A selection of Iain Dale’s blog posts from 2004-2012, The Blogfather is a potted history of one of the pioneering political blogs in the UK which helped take political blogging from idiosyncratic niche into a mainstream format for covering politics.
To his credit, Iain Dale has included several posts where subsequent events showed up his political judgement and he doesn’t stint in recording his heavy defeat at the hands of Norman Lamb in North Norfolk – even including his post from the day before when he wrote, “I just heard Channel 4 has tipped us to gain the seat”. It is a more interesting book for him having avoided the temptation many writers succumb to of omitting such events.
What is missing, perhaps inevitably, are the more ephemeral posts which were part of the rapid-fire cyber news cycle when his blog was at its peak. A reader of the book but not the original blog therefore gets a limited view of what the political blog was like, with more of the more substantive stories and less of the passing political Punch and Judy blogging. It is doubtful how many of the latter would interest readers now save for those named in them (yes, I did check to see if any of Iain’s posts about myself were in there!) so their exclusion is logical, even if it means we don’t quite get a full flavour of political blogging from the book. But then missing too are the comments on his posts, an omission which also probably suits the reader whilst also extending the degree to which the book takes blog posts and presents them in a different format, turning them into a different form.

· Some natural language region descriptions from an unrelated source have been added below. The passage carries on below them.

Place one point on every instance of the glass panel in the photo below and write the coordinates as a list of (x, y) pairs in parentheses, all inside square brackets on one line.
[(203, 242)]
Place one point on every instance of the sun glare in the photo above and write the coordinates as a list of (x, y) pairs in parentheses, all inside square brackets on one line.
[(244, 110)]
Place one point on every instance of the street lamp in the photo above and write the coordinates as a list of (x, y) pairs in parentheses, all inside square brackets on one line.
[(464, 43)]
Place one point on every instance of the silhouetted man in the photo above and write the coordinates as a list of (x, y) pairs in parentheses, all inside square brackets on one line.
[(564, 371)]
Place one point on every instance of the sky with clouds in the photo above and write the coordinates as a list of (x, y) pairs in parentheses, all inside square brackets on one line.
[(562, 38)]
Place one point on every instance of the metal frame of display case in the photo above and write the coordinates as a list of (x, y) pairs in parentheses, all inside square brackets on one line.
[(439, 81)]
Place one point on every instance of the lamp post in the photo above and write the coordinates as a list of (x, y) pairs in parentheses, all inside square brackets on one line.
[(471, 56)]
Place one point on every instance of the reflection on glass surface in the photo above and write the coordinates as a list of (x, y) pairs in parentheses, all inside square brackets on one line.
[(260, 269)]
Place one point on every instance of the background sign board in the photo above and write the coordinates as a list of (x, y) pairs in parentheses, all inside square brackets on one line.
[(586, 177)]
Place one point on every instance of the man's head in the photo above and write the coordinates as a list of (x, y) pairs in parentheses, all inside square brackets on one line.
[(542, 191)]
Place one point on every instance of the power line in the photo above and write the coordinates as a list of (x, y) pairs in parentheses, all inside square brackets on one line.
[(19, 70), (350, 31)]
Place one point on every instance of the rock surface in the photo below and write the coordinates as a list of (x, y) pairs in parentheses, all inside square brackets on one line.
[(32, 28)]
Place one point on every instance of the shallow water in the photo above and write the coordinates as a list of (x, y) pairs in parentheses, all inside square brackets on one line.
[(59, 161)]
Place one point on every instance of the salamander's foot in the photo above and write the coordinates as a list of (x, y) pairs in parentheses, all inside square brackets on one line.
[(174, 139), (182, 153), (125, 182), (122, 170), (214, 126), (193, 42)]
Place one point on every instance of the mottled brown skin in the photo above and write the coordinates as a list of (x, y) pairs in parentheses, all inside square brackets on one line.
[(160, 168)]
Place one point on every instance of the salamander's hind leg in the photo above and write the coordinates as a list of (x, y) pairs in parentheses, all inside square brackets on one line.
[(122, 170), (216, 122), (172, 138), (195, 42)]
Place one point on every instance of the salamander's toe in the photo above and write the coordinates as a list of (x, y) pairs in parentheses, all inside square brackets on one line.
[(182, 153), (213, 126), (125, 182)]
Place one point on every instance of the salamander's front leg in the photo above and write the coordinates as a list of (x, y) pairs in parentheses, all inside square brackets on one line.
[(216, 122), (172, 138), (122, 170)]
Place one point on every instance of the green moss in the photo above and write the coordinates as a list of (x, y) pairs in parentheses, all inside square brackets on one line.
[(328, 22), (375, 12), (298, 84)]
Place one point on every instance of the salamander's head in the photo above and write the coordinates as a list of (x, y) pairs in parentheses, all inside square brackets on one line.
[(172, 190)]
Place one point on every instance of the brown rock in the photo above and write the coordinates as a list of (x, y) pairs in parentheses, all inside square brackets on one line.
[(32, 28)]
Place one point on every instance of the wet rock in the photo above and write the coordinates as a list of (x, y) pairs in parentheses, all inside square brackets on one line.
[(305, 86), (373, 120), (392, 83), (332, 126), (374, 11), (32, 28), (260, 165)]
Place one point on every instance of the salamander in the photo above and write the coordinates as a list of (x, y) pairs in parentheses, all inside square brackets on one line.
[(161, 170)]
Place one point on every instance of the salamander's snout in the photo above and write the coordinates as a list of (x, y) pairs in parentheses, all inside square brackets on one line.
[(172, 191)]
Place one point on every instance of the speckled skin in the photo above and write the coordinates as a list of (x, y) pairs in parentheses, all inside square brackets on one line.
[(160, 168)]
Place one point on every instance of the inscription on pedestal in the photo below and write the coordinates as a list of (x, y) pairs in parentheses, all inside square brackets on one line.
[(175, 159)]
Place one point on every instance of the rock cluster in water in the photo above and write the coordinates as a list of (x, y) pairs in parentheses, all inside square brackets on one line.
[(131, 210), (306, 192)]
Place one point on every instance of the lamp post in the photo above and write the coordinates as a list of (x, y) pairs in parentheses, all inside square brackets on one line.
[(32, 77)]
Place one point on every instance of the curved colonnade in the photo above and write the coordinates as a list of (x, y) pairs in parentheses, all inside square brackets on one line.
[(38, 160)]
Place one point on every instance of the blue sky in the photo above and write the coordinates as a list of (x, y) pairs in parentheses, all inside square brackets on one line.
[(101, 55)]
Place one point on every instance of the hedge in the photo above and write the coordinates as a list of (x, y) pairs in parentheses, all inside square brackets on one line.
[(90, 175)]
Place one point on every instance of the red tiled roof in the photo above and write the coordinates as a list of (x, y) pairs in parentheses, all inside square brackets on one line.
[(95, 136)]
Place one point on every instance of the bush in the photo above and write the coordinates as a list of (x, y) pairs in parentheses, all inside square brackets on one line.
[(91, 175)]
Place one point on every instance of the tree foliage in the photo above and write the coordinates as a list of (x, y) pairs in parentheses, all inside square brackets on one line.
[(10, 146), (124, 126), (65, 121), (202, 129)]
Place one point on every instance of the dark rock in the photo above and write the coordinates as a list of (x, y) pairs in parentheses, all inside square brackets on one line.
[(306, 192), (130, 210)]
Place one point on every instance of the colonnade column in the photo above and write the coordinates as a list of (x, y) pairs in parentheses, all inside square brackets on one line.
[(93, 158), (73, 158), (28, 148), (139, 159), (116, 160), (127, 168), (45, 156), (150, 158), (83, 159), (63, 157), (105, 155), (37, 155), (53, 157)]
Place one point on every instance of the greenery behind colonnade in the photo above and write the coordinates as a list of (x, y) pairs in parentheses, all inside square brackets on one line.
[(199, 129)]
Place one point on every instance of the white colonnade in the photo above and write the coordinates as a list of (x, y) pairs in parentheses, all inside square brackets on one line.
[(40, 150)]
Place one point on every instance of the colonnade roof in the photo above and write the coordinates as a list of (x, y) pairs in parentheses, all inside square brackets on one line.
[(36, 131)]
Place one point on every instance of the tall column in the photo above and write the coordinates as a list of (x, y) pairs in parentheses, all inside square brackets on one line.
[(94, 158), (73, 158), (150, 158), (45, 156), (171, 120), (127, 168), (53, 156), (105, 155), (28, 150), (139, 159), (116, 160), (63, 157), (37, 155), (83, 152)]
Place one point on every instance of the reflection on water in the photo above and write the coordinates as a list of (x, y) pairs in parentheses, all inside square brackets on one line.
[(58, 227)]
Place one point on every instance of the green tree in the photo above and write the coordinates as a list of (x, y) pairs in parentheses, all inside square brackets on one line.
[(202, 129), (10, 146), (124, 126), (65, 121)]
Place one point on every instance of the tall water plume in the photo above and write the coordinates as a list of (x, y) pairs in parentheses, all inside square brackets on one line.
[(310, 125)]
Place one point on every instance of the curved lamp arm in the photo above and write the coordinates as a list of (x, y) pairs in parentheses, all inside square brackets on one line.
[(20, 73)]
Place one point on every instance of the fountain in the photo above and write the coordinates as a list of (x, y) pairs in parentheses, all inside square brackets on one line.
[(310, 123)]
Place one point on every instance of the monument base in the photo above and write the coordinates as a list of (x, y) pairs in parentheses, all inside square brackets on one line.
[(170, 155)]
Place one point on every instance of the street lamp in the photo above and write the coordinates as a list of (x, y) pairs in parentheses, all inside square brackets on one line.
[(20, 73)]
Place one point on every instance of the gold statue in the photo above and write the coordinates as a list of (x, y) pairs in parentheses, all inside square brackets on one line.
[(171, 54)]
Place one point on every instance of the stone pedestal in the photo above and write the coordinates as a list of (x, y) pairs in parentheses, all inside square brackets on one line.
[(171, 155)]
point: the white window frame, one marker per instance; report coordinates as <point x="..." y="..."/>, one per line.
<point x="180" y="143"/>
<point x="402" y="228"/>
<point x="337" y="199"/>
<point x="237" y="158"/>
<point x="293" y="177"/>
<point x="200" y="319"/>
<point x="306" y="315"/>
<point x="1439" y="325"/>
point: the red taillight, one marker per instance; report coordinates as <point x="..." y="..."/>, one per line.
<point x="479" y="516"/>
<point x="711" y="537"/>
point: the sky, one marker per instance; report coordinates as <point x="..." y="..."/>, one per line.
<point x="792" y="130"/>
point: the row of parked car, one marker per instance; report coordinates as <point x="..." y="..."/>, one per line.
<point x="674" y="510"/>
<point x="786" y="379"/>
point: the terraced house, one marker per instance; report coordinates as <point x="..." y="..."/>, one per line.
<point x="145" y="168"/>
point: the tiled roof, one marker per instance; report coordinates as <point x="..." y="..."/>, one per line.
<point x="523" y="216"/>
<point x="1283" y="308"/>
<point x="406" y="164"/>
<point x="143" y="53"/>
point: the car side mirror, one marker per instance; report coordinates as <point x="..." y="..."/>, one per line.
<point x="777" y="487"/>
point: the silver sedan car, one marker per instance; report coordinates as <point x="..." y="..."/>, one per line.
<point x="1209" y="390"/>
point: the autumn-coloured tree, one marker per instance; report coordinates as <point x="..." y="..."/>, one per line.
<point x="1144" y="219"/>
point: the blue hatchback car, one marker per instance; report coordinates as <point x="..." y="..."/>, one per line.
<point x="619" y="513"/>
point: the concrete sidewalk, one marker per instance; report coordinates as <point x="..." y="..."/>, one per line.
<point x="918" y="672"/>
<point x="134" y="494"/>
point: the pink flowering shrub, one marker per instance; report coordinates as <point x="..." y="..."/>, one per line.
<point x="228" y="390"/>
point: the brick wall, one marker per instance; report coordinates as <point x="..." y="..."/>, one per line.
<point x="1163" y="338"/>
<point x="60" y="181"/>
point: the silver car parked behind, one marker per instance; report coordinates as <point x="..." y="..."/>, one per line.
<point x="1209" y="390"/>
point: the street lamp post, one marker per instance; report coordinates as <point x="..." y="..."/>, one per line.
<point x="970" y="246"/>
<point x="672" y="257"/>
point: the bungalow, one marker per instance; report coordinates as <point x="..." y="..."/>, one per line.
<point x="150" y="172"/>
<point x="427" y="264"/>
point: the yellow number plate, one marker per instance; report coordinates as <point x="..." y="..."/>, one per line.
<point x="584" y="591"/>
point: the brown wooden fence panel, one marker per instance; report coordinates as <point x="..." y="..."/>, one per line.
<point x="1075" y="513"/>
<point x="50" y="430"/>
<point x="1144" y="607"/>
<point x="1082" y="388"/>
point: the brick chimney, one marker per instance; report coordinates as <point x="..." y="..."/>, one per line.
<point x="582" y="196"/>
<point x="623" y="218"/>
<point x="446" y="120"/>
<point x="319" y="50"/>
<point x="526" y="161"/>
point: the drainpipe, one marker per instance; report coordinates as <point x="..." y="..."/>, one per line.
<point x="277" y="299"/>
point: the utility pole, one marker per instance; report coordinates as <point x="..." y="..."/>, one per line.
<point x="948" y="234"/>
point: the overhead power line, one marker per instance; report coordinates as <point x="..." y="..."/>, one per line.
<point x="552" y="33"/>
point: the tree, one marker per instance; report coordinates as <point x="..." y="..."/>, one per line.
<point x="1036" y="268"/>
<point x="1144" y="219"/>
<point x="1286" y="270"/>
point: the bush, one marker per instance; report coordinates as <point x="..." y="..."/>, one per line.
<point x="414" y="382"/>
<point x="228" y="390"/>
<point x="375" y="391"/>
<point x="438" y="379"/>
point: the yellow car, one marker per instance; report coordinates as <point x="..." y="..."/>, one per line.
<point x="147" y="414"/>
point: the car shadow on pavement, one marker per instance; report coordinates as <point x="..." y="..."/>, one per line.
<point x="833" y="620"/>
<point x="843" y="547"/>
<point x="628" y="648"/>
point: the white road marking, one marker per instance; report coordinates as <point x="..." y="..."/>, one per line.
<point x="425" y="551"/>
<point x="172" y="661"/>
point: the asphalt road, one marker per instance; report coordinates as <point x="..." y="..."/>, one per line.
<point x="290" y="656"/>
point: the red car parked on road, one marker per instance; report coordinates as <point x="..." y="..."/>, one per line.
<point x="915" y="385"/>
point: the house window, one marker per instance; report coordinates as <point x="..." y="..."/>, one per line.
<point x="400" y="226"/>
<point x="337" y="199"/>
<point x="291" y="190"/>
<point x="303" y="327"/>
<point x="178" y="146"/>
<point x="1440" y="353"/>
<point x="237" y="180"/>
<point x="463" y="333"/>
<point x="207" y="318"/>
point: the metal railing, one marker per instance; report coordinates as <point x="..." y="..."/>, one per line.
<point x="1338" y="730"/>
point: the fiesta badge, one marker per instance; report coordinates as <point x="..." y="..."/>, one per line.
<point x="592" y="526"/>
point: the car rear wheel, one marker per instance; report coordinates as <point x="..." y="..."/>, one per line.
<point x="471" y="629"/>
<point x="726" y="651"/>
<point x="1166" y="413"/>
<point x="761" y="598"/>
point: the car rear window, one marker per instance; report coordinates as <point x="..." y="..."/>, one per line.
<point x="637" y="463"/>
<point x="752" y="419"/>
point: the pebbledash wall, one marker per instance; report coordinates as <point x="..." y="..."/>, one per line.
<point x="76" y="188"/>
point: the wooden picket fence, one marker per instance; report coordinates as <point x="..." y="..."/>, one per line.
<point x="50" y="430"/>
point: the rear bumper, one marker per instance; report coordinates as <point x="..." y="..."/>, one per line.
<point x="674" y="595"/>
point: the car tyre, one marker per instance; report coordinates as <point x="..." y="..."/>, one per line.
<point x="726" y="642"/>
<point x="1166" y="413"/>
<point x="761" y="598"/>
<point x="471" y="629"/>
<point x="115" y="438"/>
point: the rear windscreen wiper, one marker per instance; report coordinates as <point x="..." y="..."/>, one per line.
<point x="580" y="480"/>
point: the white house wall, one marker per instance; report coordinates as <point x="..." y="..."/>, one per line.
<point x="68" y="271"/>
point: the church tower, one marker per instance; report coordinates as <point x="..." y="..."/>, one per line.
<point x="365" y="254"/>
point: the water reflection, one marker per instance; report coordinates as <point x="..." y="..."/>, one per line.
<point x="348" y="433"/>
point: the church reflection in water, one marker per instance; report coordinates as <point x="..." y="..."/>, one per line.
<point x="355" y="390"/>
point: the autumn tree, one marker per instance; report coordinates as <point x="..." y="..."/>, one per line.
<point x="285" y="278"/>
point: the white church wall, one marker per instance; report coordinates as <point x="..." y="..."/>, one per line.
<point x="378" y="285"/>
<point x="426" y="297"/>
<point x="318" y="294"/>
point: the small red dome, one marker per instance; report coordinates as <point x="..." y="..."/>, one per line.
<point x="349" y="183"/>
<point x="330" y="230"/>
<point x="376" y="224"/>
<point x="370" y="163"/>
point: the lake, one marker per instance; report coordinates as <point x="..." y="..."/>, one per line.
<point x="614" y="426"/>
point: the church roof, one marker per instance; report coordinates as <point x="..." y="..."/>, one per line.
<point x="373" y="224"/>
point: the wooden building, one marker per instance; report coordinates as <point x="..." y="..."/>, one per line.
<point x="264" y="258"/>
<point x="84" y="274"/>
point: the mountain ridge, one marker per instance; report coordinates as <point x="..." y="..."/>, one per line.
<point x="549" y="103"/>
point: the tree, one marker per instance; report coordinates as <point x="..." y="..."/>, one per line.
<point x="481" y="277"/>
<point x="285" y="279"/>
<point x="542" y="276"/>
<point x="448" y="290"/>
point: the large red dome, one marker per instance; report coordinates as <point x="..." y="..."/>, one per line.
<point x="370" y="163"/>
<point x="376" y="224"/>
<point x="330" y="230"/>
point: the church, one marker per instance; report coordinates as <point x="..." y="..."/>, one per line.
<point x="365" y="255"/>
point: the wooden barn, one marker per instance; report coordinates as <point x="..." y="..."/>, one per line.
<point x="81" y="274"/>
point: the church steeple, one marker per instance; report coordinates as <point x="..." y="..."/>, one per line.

Amongst the posts that are included, even the briefest usually have a serious message in them, as with the blog post from 4 May 2006 which may appear trivial at first glance yet actually touches on a deeper point about how much of political communication on TV is about appearance, with people often remembering someone’s appearance far more than their precise words:
While watching Question Time:
Me: Isn’t that Julia Goldsworthy just appalling?
Partner: Yes, but she’s got lovely hair.
Iain Dale’s Conservative views come out clearly in the book but he can at times be generous to politicians from other parties, as when he wrote in 2007:
I’ve been listening to Any Questions on my drive to Upton Park. Lynne Featherstone said something quite profound. On the question of gay adoption she urged people not to think about the generality of the issue but to concentrate on individual gay people you know and think about whether they would, as individuals, make good parents.
Overall the selection of posts makes for an interesting political history of the years, with plenty of issues that are still relevant. The selection of posts, exclusion of comments and absence of hyperlinks means it doesn’t quite give a real feel for what the blog, as a blog, was like. But then this is a book, not a blog.
What it does have in common with the blog is that there is much of interest and, given the pugnacity of its views, much that will also annoy or trigger disagreements. But then bland writing is usually boring writing.
Note: a review copy of this book was provided to me by the publisher.